I’ve always been a firm believer in incorporating manual testing as part of any security assessment; after all, a human is the best judge of evaluating the contents of application output, and best able to truly understand how an application is supposed to function. But after attending Darren Challey’s (GE) presentation at the 2009 OWASP AppSec conference, I was encouraged that someone actually measured the value of manual testing – and justified my belief! According to Darren, no single application assessment or code review product could find more than about 35% of the total vulnerabilities GE could find with a manual process. That alone should encourage anyone serious about eradicating vulnerabilities within their applications to step it up a notch! I would not want to be the person certifying an application for public consumption with only 30% of security issues fixed!
To understand why manual testing is so critical, let’s break down some of the reasons why assessment tools have limitations. For network scanners, vulnerabilities are largely based upon remote OS and application footprints; accuracy will decrease if that footprint is inaccurate or masqueraded. Application scanners must try to interpret application output; if an application uses custom messaging, what’s the scanner supposed to think? Code review products are never going to be able to accurately interpret code comments, identify customized backdoors, or follow application functionality that might appear orphaned.

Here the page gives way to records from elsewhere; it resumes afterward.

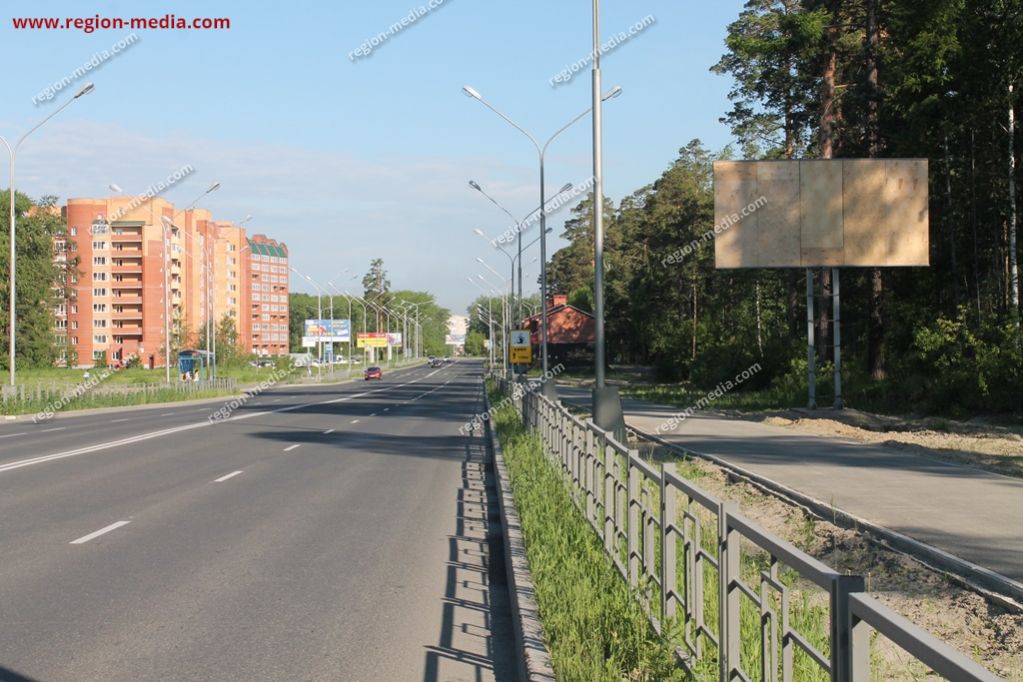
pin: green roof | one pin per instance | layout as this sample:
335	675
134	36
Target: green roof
262	248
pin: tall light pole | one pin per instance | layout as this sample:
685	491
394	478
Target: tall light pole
541	152
520	226
12	154
505	312
365	314
607	405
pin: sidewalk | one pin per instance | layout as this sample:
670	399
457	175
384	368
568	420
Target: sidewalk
965	511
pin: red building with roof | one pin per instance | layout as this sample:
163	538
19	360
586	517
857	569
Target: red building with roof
571	331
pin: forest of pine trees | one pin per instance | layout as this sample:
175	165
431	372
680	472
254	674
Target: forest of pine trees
823	79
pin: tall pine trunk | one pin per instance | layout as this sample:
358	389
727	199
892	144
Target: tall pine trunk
876	326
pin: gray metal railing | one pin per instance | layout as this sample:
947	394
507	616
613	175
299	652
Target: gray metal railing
697	565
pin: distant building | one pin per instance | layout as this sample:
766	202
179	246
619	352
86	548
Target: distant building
571	332
116	309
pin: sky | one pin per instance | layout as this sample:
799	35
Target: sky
348	157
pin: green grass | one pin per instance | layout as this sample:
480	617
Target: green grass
595	629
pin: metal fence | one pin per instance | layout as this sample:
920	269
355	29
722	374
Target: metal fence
735	599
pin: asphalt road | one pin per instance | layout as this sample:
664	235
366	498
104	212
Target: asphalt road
321	533
963	510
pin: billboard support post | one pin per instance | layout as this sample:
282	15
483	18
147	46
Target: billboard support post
811	356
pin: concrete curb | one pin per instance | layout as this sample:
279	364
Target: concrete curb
534	664
995	587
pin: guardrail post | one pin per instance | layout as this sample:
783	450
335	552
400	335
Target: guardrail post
728	571
841	627
859	641
632	520
669	548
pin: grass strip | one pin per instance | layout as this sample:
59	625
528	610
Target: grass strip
595	629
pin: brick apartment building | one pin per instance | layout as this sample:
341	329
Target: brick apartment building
118	309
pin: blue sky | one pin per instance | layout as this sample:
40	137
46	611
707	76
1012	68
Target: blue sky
351	161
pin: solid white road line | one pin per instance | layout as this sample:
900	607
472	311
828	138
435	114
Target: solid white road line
174	429
103	531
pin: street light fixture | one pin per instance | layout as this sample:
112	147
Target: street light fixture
12	154
520	228
541	152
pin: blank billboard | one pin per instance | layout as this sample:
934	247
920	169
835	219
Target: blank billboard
802	214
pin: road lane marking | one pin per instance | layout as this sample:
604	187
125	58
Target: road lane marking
141	438
103	531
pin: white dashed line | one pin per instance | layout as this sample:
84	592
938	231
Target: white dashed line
103	531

One must also keep in mind that an assessment product will only report on something if the vendor has written a check or signature for it; think about how many vulnerability signature authors exist compared to the number of hackers identifying new exploits.
Automated testing has a very important role in security assessments: these security tools help us identify a large swath of mainstream issues in an efficient manner. And manual testing can be expensive and time consuming. However, the cost of fixing vulnerabilities after an application or system is in production is also very costly and time consuming. According to the Systems Sciences Institute at IBM, a production or maintenance bug fix costs 100x more than a design bug fix. Furthermore, the cost of a breach increases annually as well. Adding comprehensive manual testing to your assessment criteria does have an ROI, and more importantly, could improve your detection accuracy by 60% or more!